Le pasteur Marcelo Tunasi a annoncé qu’il est convoqué au tribunal dans les prochains jours dans le cadre d’un contentieux lié à la gestion des biens de sa défunte épouse, Blanche Tunasi Kandolo. Une déclaration faite publiquement lors du réveillon de fin d’année à l’église La Compassion, où il a exprimé son incompréhension face à une procédure qui, selon lui, remet en cause son droit de gérer les biens pour lesquels il a travaillé.
« Pendant que nous crions bonne année, moi j’irai au tribunal », a-t-il confié, évoquant des pressions visant à confier la gestion de ses biens à des tiers. Cette sortie a rapidement enflammé les réseaux sociaux, donnant lieu à de nombreuses interprétations, souvent éloignées des réalités juridiques.

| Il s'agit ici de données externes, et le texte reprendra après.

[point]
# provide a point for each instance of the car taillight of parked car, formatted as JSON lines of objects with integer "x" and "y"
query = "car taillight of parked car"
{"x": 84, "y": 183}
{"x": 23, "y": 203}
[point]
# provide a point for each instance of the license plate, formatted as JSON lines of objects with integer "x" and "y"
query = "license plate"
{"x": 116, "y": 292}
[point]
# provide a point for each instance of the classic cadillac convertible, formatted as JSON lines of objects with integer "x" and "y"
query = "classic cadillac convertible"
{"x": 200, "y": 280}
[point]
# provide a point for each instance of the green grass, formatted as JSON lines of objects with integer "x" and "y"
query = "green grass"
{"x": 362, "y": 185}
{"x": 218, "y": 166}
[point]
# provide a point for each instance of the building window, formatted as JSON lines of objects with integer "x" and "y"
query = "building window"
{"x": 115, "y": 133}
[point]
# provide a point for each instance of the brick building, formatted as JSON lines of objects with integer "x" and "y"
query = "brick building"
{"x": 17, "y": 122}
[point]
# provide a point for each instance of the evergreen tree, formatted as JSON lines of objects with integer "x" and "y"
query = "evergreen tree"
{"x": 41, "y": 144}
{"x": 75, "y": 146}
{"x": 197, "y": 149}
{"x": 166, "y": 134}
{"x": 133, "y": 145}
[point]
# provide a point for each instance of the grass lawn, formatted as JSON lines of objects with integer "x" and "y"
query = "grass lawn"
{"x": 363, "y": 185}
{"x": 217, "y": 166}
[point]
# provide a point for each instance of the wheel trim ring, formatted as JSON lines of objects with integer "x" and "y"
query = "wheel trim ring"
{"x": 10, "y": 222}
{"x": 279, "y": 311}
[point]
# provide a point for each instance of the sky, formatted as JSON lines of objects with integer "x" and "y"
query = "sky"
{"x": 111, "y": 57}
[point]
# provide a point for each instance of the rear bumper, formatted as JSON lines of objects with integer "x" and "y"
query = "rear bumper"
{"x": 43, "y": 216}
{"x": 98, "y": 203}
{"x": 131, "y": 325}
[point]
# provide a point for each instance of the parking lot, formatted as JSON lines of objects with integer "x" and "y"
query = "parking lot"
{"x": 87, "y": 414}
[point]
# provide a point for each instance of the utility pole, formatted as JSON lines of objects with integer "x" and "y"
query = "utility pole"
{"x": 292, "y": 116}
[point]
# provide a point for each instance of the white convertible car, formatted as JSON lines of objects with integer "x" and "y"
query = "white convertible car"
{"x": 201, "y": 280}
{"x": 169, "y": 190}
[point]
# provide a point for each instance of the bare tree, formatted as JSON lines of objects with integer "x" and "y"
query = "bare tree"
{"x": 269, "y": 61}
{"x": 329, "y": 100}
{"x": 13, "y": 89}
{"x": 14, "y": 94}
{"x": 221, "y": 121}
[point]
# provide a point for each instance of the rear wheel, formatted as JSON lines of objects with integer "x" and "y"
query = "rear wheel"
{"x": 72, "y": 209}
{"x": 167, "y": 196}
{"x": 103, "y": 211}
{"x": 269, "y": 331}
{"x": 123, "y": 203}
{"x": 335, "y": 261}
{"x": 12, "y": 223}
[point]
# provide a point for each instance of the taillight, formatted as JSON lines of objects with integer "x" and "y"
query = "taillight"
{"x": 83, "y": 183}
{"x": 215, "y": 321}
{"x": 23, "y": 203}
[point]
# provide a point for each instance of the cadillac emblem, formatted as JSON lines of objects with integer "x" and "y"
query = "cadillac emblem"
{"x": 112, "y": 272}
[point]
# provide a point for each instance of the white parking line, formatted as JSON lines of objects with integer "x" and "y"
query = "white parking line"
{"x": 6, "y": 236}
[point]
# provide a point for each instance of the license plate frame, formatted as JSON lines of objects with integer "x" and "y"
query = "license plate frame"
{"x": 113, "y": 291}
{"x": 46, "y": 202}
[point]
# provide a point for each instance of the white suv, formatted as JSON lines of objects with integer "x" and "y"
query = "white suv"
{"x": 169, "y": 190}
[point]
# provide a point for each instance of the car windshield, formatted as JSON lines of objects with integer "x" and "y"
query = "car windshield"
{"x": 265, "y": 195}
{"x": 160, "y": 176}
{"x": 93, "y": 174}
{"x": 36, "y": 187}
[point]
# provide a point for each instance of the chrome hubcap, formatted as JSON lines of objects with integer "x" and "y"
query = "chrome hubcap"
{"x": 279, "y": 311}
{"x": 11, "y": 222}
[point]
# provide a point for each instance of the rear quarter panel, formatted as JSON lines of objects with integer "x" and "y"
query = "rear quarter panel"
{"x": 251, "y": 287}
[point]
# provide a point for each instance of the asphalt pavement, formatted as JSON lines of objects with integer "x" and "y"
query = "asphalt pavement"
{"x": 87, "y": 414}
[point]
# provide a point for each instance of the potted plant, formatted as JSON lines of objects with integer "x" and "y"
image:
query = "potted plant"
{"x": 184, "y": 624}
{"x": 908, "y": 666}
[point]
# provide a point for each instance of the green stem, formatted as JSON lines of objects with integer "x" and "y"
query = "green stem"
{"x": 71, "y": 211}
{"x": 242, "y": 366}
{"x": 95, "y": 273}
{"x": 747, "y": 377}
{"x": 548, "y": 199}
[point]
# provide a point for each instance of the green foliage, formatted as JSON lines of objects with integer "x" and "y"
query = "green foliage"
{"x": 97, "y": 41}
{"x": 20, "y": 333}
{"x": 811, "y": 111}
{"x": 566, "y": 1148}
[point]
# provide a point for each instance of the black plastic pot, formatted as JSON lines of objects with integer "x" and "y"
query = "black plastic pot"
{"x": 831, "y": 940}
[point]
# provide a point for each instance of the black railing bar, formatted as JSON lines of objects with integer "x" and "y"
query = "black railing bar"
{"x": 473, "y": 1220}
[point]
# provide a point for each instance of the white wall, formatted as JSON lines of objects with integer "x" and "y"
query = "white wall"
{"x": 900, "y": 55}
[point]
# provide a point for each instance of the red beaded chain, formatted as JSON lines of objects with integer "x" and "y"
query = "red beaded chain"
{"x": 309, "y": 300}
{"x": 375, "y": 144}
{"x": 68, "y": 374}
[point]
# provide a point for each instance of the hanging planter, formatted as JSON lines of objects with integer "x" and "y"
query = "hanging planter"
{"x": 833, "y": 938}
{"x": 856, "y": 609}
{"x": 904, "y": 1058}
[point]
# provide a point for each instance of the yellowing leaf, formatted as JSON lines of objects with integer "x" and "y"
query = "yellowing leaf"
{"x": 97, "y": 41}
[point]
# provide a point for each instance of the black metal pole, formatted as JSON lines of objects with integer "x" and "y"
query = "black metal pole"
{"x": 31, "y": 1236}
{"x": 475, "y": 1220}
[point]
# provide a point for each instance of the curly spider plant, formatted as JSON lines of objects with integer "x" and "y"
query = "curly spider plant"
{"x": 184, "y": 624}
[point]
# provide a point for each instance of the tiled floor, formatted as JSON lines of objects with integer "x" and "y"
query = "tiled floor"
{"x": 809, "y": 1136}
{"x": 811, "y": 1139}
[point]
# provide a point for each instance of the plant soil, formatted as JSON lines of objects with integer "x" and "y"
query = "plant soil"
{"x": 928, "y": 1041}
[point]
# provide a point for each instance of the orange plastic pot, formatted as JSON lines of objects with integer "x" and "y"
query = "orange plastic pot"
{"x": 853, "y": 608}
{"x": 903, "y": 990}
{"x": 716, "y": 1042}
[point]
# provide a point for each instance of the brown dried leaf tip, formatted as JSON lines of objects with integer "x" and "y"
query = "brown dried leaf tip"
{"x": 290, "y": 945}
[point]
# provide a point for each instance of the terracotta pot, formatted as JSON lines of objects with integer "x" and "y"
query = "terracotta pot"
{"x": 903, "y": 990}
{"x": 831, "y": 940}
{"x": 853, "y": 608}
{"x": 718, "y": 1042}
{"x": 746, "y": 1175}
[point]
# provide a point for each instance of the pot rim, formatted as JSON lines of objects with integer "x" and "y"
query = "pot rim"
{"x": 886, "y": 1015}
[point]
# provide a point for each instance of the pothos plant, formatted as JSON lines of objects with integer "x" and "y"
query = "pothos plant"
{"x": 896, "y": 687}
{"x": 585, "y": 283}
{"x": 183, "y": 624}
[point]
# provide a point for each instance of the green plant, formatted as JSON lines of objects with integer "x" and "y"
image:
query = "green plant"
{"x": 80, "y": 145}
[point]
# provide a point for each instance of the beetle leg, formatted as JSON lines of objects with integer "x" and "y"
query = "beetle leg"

Des hommes de droit appellent à la retenue, rappelant que le droit des successions ne se débat pas à la légère sur la place publique.
Selon cette analyse, le pasteur Marcelo Tunasi, marié sous le régime de la communauté universelle, est copropriétaire de plein droit des biens du couple.
À la dissolution du régime matrimonial, il lui revient légalement 50 % de la masse des biens, la succession ne s’ouvrant que sur la quote-part de la défunte.
Toujours selon le droit congolais, les enfants, héritiers de première catégorie, bénéficient prioritairement de la réserve successorale, tandis que le conjoint survivant demeure héritier privilégié. Les parents collatéraux, eux, ne disposent d’aucune priorité légale.